Lo que se nos propone ahora es renegar de nuestra historia y su cultura de siglos, de todo aquello por lo que podíamos y amábamos sentirnos europeos, para complacer a los nuevos poderes imperiales; y lo que nos prescriben es realmente “una desbandada hacia la servidumbre”, como decía Tácito, en la que nuestros señores piensan, seguramente, que estarán aún mejor pagados que ahora.
Una Revolución Cultural como la de la China del señor Mao ha comenzado ya a hacer tablarrasa de toda la antigualla cristiana de pensamiento, o artística, literaria y religiosa. Y, más o menos, sabemos lo que se va a responder a las nuevas generaciones de europeos, por ejemplo ante una iglesita cisterciense o una vieja universidad destinadas a asuntos deportivos. Pero claro está que, dadas las leyes educativas de estos años, y la desaparición de las viejas generaciones, es más que probable que las nuevas no pregunten nada de nada, y, en cualquier caso, que los nuevos arquitectos adapten catedrales para restaurantes o salas de adoctrinamiento cívico, para confeccionar carteles o Bao Dai y saber vocear en las manifestaciones contra lo que se les indique.
También se modificará toda la historia del arte; por ejemplo, llamando, como ya hacen los modernos, Joven con alas de rodillas ante una joven con libro, a una Anunciación o Batalla contra la reacción a un San Miguel que lucha contra el dragón; y facilitando de este modo que el viejo arte universal se convierta en mera decoración de cafeterías o chalés. Aquéllos de entre los surrealistas que animaron a derribar y quemar el arte antiguo, llevándose de paso al personal por delante y, por descontado, si se trataba de una iglesia, quizás no estuvieran todavía conformes, pero tampoco les disgustaría seguramente esta solución de ahora mismo, que puede resumirse en la sustitución de lo que llaman la obscenidad del arte antiguo por enigmáticos constructos, abstractos o del realismo urinario y fregadero, políticamente correctos, y sostenidos por la autoridad de los grandes consensos que son ahora la fuente de la moral y del arte.

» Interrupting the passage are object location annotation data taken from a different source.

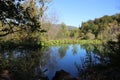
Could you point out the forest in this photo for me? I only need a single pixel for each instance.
(31, 39)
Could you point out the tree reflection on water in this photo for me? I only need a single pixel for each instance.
(23, 64)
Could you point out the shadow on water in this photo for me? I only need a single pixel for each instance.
(109, 66)
(83, 62)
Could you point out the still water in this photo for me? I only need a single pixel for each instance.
(28, 64)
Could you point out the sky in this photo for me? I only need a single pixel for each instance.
(74, 12)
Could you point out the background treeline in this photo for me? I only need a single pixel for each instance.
(104, 28)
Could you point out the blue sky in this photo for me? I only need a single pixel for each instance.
(74, 12)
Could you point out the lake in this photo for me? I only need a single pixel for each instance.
(28, 64)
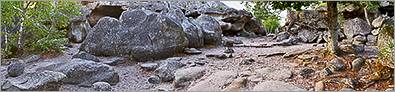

Por mi parte, indiferente a las proclamas y declaraciones de principios, no tendría ningún interés especial en fórmulas lapidarias y altisonantes, para los proyectos y programas del futuro de los que hablan los políticos, porque ya sabemos que, como las de la libertad, la fraternidad y la igualdad no van mucho más allá del café, puro y copa, según decía don Miguel de Unamuno, muerto ahora hace 74 años. Así que me encantaría que se hiciese lema español y europeo aquello que don Práxedes Mateo Sagasta decía humildemente de sus gobiernos en el momento de hacer los presupuestos: “Ya que gobernamos mal, gobernemos barato”. Siendo una fórmula tan racional y convincente, no me explico cómo no se aplica en Europa.